The active Seahawks weren’t done though, as just days later they signed another quality pass rusher in Tampa Bay’s Michael Bennett. Bennett was the Bucs best pash rusher in 2012, and gives Seattle a formidable committee of defensive ends with Clemons, Bennett, Avril and last year’s first round pick Bruce Irvin headlining. No wonder the St Louis Rams just paid to bring in All-Pro LT Jake Long…
1. Denver Broncos
When a strong team manages to bring in even better players without losing anybody they deemed important to the programme, that’s as impressive as it gets. Seattle did well; Denver did even better. They made similarly impressive moves, but they didn’t give up any draft picks doing it.

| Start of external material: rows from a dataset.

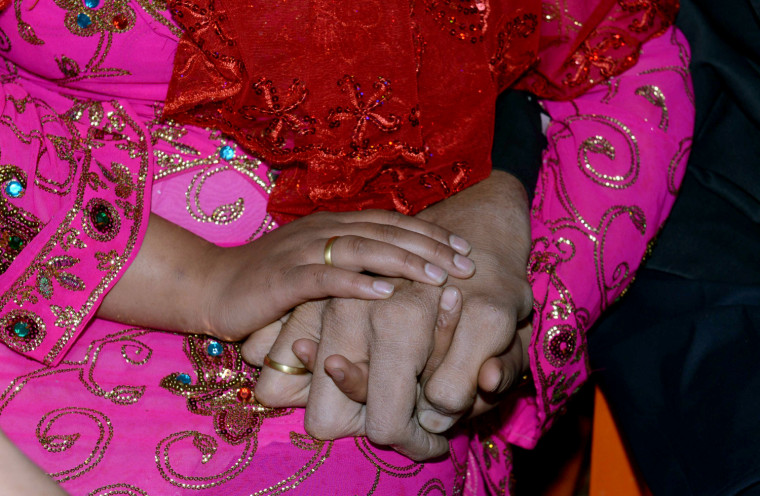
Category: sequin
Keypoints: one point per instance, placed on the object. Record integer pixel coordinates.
(559, 345)
(214, 348)
(15, 243)
(120, 21)
(14, 189)
(227, 152)
(102, 221)
(21, 329)
(83, 21)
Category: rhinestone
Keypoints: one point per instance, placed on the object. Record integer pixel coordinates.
(14, 188)
(214, 348)
(559, 345)
(244, 394)
(120, 21)
(227, 152)
(101, 218)
(21, 329)
(15, 243)
(83, 21)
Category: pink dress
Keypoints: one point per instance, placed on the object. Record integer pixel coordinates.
(111, 409)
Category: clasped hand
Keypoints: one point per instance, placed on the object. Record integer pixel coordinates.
(401, 371)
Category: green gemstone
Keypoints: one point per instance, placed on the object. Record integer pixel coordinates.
(21, 329)
(102, 219)
(15, 243)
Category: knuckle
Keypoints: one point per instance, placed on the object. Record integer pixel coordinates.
(450, 396)
(493, 316)
(382, 433)
(388, 233)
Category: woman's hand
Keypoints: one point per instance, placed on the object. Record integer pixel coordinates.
(398, 337)
(181, 282)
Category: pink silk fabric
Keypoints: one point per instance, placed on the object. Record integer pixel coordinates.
(112, 409)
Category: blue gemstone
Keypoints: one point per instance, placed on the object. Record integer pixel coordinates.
(83, 21)
(21, 329)
(227, 152)
(14, 188)
(214, 348)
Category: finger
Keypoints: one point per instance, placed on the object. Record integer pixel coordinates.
(351, 378)
(428, 229)
(275, 388)
(485, 330)
(505, 371)
(403, 254)
(449, 313)
(306, 351)
(257, 345)
(345, 330)
(399, 351)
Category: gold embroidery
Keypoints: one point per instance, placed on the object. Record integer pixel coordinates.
(57, 443)
(654, 95)
(118, 490)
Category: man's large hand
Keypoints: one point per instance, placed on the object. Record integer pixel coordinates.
(398, 339)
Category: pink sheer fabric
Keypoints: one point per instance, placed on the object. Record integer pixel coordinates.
(108, 408)
(382, 103)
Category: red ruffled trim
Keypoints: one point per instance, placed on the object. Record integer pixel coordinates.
(383, 105)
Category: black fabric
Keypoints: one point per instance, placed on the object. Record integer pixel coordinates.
(679, 357)
(678, 362)
(713, 232)
(518, 140)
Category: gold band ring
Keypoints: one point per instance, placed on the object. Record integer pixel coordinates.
(285, 369)
(328, 250)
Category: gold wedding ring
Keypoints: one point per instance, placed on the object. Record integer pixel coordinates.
(328, 250)
(285, 369)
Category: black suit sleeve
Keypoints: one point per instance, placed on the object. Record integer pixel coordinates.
(518, 140)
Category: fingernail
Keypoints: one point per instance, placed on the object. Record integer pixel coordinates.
(336, 374)
(435, 273)
(449, 299)
(382, 287)
(434, 422)
(304, 357)
(464, 263)
(499, 382)
(459, 244)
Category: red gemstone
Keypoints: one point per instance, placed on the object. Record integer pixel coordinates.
(120, 21)
(244, 394)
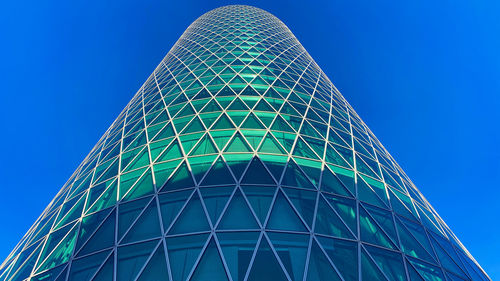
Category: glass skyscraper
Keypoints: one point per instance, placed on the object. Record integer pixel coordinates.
(238, 160)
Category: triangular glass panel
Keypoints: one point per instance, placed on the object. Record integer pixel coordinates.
(86, 267)
(205, 146)
(271, 145)
(106, 272)
(256, 173)
(292, 251)
(427, 271)
(344, 254)
(390, 262)
(183, 251)
(283, 217)
(238, 144)
(210, 266)
(128, 213)
(369, 270)
(304, 202)
(215, 199)
(371, 232)
(265, 265)
(219, 174)
(132, 258)
(328, 222)
(330, 183)
(191, 219)
(320, 269)
(147, 225)
(103, 238)
(295, 177)
(238, 214)
(237, 248)
(260, 198)
(346, 208)
(156, 267)
(170, 205)
(180, 179)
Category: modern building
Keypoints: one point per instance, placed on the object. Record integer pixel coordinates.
(238, 160)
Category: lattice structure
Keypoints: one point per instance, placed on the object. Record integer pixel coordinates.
(239, 160)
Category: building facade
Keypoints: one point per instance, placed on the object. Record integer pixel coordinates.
(238, 160)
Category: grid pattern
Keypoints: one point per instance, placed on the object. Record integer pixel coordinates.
(239, 160)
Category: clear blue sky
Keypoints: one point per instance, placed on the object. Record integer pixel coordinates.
(424, 75)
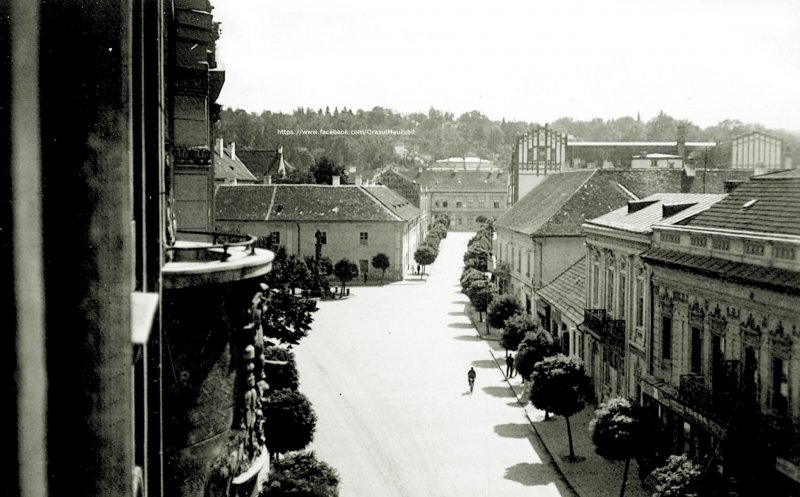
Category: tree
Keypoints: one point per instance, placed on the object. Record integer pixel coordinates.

Here are Denver’s team rankings from 2012:
4th in total offence.
2nd in scoring offence.
2nd in total defence.
4th in scoring defence.
That is a roster with very few problems.
John Elway, the team’s executive vice president of football operations, didn’t need to be active in free agency to compete for a Lombardi Trophy next year. He did it anyway, and boy was it impressive.
The biggest move was also the most talked about; signing New England’s All-Pro wide receiver Wes Welker. That should scare everyone else in the league. Why? Because the 4th best offence in the NFL last year just added the NFL’s best slot receiver.
Bringing in Welker for $6M is an absolute steal, and something John Elway should be proud of. At 32, Welker’s 2 year contract probably allows him to play out his final years in Denver, alongside future Hall of Fame quarterback Peyton Manning. With Eric Decker and Demaryius Thomas already firmly in place, Elway has just made sure that Manning is going to be throwing to one of the best wide receiver groups in the entire league until he decides to call it a day. No wonder Kansas City is hauling in cornerbacks like they’re going out of fashion.
Stealing offensive guard Louis Vasquez from under the San Diego Chargers’ nose not only improves the Broncos offensive line, but deprives a division rival of its best lineman. Denver fans must take a little extra joy from this one. It was an unnecessary pick-up (I happen to like Zane Beadles and Chris Kuper), but bringing good football players into a franchise is never a bad thing.
On defense, Denver have addressed two areas that they perhaps needed to get a little better in. Cornerback Dominique Rogers-Cromartie adds some much needed raw speed to a slower than average unit. The 26 year old still has plenty of good football ahead of him, and despite a disappointing spell with the “dream team” in Philadelphia, he looks poised to become the eventual replacement for the ageing Champ Bailey.
Defensive tackle Terrance Knighton is a nice addition to a defensive line that already sports key contributors in Derek Wolfe, Justin Bannan and Kevin Vickerson. He is a 330lb monster who will attract double teams from opposing offensive lines and free up others to go and make the play. With so many playmakers already on the Broncos defense, Denver will be looking to once again be a top 5 unit in 2013.
So that’s it! Those are your top 10 teams for this off season so far.
Many are pegging Miami as the “off-season champions” after GM Jeff Ireland spent big money signing Mike Wallace, Dannell Ellerbe and other high profile free agents. Spending a lot of money, however, is almost never indicative of future success. Just ask the Eagles and their failed “dream team” experiment from a couple of years ago.
No, the real winners of free agency are the teams that bring in good players for the right dollar amount, and don’t allow their best players to walk out of the door. Denver has done that masterfully this off-season, and that is why I am crowning them “Off-Season Champions”.